Author(s): Comparative Education Research Unit, Ministry of Education
Date Published: March 2006
Building on the two summary reports released at the end of 2004, this report presents achievement results for some key groups of New Zealand students. The report is divided into three main sections. The first section presents an overview of TIMSS ; the second section first sets the scene with a review of the mathematics achievement results for New Zealand students as a whole, followed by the achievement results for some of New Zealand 's sub-groups. Following the same outline for mathematics, the third section looks at achievement in science. The main focus of this summary is on changes in mathematics and science achievement for both New Zealand 's Year 5 and Year 9 students over the eight-year period from when the first cycle of TIMSS was undertaken in 1994-1995.
- Significant increases in Māori, Pasifika, and Pakeha/European students' mathematics achievement were evident from 1994 to 2002.1 Of note were the increases in Māori and Pasifika boys' mean mathematics achievement.
- The mean achievement of students who often spoke English at home and of those who rarely did increased steadily from 1994 to 2002. Moreover, there was a moderate decrease in the difference between their mean mathematics achievement scores over this period.
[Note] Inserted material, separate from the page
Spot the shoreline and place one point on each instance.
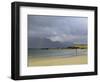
(51, 61)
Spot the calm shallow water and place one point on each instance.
(56, 52)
- There were no significant changes in students' mathematics achievement in the four main ethnic groupings. However, a shift in the relative performance among the groupings was evident with Asian students, on average, outperforming all other students in 2002.
- Students who rarely spoke English in the home in 2002 were, on average, achieving as well as their counterparts who often spoke English in the home; in 1994 this group, on average, achieved significantly lower scores.
- Significant increases in Māori, Pasifika, and Asian students' science achievement were evident from 1994 to 2002. In particular, the increases in Māori and Pasifika boys' mean science achievement.
- The mean science achievement of students who rarely spoke English at home, and to a lesser extent those who often spoke English, increased steadily from 1994 to 2002. Furthermore, a small decrease in the difference between their mean science achievement scores was also observed over this period.
- Asian and Pasifika students' mean science achievement increased significantly from 1994 to 2002. Of note, the increases for girls in these two groupings, as well as for Pakeha/European girls. In addition, proportionately fewer students in each of the four main ethnic groupings were achieving very low scores in 2002 than in 1994.
- The mean achievement of students who rarely spoke English in the home increased significantly from 1994 to 2002. Consequently, the difference in the mean achievement for this group and for those students who often spoke English decreased markedly over the eight-year period.
- The use of significance: refers to the statistical significance at the 0.05 level.